City Manager Lance Willard reported at this week’s city council meeting the local progress committee wants to create a panel similar to the popular ABC television program to vet applicants, with the selected startup business receiving free rent for a year.
The panel of “sharks” — consisting of yet-to-be named community leaders and local entrepreneurs — would interview applicants during an open event held somewhere in town, such as the Main Street Theater.
“We’re going to have a call for concepts … where we’ll take up to 40 applications for a new business idea they want to put in our downtown. We will pick one we think is the best one, and the prize will be free rent,” Willard said.
He envisions that the list of applicants would be narrowed to 10. “They will come in and come across the stage and make a pitch” just like on “Shark Tank,” Willard said. “What won’t happen is the panelists will not be the investors. The panel will just pick the best idea and they will go in with their own capital.”
Willard said realtor Rollin Gosney, who owns several vacant storefronts, has agreed to participate in the program by making one of his storefronts available. While the rent would be free for the business startup, Gosney would still get paid. Rent is $1,000 a month for one year, and Willard said they are looking for 12 sponsors to donate $1,000 each to cover the cost. The Community Foundation and Restoration and Beautification Committee of Columbiana have expressed interest in making donations.

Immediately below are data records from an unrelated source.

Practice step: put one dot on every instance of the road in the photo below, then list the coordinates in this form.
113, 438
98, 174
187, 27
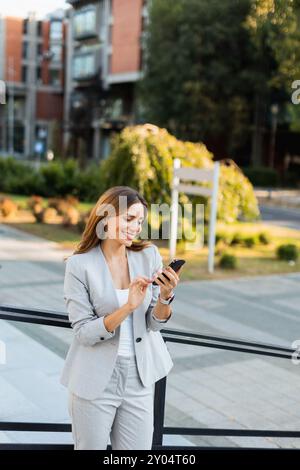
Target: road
281, 216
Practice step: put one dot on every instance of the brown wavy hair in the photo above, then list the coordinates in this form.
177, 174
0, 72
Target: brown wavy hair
89, 238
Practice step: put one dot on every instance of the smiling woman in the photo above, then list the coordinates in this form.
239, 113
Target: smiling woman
116, 312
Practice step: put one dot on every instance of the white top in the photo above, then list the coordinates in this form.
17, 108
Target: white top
126, 344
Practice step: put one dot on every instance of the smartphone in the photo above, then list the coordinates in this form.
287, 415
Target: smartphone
175, 265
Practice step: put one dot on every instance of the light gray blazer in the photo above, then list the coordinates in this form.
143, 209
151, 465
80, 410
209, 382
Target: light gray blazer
89, 295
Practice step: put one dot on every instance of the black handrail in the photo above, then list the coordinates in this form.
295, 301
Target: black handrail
54, 318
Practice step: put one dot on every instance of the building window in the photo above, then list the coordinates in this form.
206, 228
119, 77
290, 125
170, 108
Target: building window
55, 50
84, 66
85, 23
54, 76
25, 26
24, 73
56, 29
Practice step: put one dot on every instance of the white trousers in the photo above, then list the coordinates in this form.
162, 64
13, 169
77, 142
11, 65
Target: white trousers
123, 413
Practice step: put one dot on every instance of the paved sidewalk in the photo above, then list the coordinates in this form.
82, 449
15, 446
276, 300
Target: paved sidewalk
206, 387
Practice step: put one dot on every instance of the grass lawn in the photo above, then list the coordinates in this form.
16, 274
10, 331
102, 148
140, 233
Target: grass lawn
259, 260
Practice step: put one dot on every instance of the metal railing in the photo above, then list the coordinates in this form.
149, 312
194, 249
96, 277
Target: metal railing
57, 319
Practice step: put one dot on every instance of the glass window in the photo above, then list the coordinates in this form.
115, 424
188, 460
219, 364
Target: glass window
84, 66
56, 51
56, 29
85, 22
24, 73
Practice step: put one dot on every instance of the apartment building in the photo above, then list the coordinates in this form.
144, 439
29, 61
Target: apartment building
32, 55
104, 63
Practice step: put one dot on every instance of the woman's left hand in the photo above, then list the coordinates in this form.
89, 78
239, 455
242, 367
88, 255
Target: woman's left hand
167, 286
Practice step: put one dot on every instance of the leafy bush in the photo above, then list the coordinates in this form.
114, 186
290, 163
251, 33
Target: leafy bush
60, 178
288, 252
228, 261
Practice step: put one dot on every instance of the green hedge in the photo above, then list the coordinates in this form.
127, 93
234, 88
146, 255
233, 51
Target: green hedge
53, 179
142, 157
262, 176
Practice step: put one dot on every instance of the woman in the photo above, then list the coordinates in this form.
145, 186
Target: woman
117, 353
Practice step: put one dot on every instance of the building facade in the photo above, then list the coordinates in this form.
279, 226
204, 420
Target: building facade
105, 61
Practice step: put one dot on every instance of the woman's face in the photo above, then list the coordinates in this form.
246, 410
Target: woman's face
128, 225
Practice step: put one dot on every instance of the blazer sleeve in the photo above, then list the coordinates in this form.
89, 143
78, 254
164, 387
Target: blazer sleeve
89, 329
152, 322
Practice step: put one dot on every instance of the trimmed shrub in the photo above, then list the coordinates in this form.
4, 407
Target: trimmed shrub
228, 261
8, 206
145, 153
287, 252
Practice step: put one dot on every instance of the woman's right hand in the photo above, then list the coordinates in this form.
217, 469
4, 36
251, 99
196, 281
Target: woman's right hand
137, 291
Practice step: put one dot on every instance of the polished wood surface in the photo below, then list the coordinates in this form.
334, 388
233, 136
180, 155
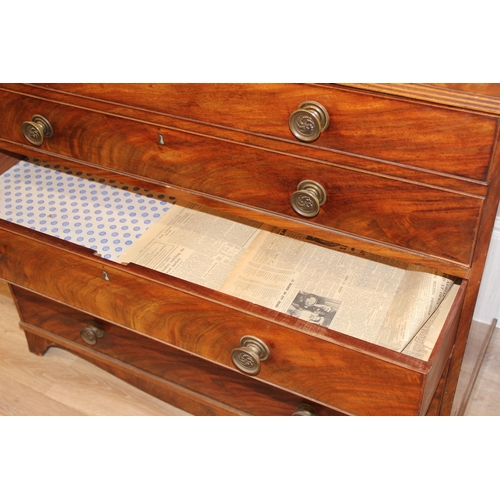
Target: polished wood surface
175, 375
62, 383
390, 129
413, 179
431, 220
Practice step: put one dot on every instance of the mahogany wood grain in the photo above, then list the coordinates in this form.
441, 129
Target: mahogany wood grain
386, 128
307, 359
177, 367
224, 206
424, 219
414, 170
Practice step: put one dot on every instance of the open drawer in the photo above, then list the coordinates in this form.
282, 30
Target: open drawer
308, 360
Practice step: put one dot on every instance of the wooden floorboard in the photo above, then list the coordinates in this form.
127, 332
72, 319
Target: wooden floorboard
60, 383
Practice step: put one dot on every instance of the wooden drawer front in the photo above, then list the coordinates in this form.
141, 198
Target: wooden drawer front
406, 214
211, 380
349, 379
397, 130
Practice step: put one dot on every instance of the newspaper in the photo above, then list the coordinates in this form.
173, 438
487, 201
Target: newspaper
380, 300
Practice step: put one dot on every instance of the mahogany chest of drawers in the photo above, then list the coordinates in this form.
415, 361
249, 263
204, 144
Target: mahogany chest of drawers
409, 172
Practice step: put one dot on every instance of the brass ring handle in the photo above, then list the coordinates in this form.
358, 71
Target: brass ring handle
305, 410
91, 333
308, 121
37, 130
248, 356
308, 198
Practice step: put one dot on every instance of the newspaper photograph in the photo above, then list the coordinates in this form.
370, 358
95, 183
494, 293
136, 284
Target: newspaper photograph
376, 299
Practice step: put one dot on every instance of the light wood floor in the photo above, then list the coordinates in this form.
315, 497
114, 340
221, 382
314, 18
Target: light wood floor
60, 383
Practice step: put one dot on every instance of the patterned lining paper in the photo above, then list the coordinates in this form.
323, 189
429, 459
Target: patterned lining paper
105, 216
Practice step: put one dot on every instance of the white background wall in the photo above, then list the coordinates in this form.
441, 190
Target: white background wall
488, 301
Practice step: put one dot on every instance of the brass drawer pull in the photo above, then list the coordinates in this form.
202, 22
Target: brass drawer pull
304, 410
37, 130
91, 333
308, 121
308, 198
248, 356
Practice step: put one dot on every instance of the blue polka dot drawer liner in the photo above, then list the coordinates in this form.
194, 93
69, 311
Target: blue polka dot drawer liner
103, 215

The idea is still in the early planning stages, and the progress committee is scheduled to meet on Sept. 11 to begin working out the details. Officials from the Youngstown Business Incubator (YBI) are expected to be involved at some point to assist the committee. Willard said they got the Shark Tank idea from YBI, which hosted its own Shark Tank event in May.

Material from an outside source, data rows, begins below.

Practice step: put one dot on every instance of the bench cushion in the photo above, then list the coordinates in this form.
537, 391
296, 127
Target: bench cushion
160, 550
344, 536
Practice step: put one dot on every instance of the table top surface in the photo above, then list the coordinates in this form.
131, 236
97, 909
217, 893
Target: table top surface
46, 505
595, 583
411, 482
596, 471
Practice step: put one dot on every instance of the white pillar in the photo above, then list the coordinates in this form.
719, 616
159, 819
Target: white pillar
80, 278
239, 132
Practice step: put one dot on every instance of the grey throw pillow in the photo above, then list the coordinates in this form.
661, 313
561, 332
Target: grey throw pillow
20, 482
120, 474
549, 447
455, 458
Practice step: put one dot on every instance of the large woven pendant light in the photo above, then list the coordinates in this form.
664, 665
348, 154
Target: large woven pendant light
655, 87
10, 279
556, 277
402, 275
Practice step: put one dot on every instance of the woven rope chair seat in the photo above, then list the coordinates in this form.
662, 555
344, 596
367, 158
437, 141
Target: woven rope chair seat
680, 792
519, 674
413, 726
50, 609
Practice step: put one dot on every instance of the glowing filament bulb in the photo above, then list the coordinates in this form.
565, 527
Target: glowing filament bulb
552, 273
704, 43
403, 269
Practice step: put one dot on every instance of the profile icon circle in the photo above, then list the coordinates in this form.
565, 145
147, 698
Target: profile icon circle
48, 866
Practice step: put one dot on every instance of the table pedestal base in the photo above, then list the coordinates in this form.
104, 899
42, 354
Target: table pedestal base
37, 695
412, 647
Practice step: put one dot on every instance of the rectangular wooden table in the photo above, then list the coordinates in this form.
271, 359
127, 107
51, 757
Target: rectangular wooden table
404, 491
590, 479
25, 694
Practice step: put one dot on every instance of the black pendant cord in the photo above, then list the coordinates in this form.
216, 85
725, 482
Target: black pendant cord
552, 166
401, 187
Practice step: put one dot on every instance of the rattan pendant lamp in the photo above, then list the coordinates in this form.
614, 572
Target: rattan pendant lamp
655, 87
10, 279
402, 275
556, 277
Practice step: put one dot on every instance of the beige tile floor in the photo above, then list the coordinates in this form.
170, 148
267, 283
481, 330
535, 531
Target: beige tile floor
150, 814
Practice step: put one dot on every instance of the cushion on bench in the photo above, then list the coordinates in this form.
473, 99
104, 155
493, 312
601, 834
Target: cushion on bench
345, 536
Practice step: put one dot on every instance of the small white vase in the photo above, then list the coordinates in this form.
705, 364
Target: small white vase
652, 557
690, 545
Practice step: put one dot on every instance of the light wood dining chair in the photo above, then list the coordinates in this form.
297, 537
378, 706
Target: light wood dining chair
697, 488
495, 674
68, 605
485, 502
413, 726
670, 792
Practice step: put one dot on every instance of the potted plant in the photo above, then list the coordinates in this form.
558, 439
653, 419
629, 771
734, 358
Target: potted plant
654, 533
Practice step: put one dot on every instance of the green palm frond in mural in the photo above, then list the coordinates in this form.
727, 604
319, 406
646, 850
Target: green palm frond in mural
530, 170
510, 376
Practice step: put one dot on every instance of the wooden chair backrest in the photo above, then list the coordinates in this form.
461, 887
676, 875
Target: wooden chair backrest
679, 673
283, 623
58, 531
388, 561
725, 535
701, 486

Willard said the Shark Tank idea came up during a recent meeting of the progress committee, created as a result of the city’s involvement with the Ohio Rural Community Assistance Program. “We meet every month and we do things, and we’re always looking at new things trying to help the downtown …. and one of the ideas is to have some influence on the empty storefronts,” he said.
The Shark Tank idea also builds on the pop-up business concept also embraced by the progress committee. The idea behind the pop-up concept is for participating landlords to give one month free rent and utilities to a new business, which would determine after 30 days if it wants to enter into a long-term lease.
Last month, an antique store went into the building owned by Gosney at the corner of West Friend and South Main streets as a pop-up business, and Willard said the owner has been overwhelmed by the foot traffic and interest. “The idea is just to get them in to test it out … All of a sudden people started lining up, looking in the windows and taking pictures,” he said.
The business owner has asked the landlord for a longer lease, and because of the interest in the antique shop other businesses are planning to rent out the upper floors of the building.
Willard continues to work with Town Center Associates, the consulting firm that specializes in revitalizing small town central business districts. Council hired TCA earlier in the year, and TCA is also being used by Lisbon and Salem to help them.
TCA is currently working with the city and owners of vacant storefronts to put signs in their windows stating whether they are for lease or sale, along with contact information. TCA will also create an online map of downtown businesses on its website that anyone access to determine if their are any vacancies and who to call.
“There are different ways to impact and fill empty storefronts,” Willard said.